Hi Magso, I'm ok. Had to cancel my EEG yesterday thanks to the horrible virus I've had since Friday. Am feeling a bit better from the virus today though, which is good because I had to go out for an hour to fetch a present for ds2 to take to a birthday party tomorrow. Unfortunately I have been hit by the exhaustion really badly.

I cried pathetically when I had to get up this morning - not helped by baking and icing cupcakes for school party day until eleven o'clock last night and then having to transport them x3 to school this morning, while I can't carry anything because of the crutches. hmm Fortunately dh is continuing to take things seriously and made himself an hour late for work to help get everyone ready and out of the door. I honestly don't know how I'd have done it if he hadn't. sad

Then I went into town with Mum to get the present, parked right by the shop - so hardly had to walk anywhere, but it was really hard to lift myself on my crutches, because I ache all over and am stoopidly tired.
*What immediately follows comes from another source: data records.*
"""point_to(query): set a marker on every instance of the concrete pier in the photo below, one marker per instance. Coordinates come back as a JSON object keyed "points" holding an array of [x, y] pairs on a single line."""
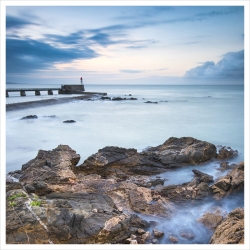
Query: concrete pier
{"points": [[65, 89]]}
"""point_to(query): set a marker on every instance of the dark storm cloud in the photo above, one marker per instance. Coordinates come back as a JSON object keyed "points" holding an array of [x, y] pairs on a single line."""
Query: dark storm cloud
{"points": [[154, 11], [15, 22], [230, 66], [28, 55]]}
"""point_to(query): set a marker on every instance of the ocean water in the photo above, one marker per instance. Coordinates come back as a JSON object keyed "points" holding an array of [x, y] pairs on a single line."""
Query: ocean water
{"points": [[210, 113]]}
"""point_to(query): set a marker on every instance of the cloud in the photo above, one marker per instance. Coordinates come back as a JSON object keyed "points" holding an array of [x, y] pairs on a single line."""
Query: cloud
{"points": [[188, 43], [71, 39], [230, 66], [14, 22], [29, 55], [145, 12], [130, 71]]}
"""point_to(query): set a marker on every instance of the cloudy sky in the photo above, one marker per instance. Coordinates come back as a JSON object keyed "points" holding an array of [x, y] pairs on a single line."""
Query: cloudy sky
{"points": [[125, 44]]}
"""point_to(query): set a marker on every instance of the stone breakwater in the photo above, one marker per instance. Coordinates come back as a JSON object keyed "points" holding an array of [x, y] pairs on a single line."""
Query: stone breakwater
{"points": [[52, 200]]}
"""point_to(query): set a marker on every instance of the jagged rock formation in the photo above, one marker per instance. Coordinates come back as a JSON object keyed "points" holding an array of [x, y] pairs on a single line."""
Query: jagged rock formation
{"points": [[231, 230], [175, 152], [232, 182], [56, 201]]}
Just school run number 3 to do now and then I can hang up my crutches for the night.

EEG rescheduled for New Year's Eve! hmm

Couthy, we had exactly the same with physio re ds2 and EDS. Physio said EDS without a doubt and of course that they couldn't do anything to help other than a 6 week course of physio exercise that proved they didn't have a clue what they were dealing with, were completely wrong and caused him such a lot of pain and exhaustion they had to be stopped at week 2. They then advised that what we were already doing wit him in terms of generally being more active, pilates and movement in water was probably the best course of action and discharged.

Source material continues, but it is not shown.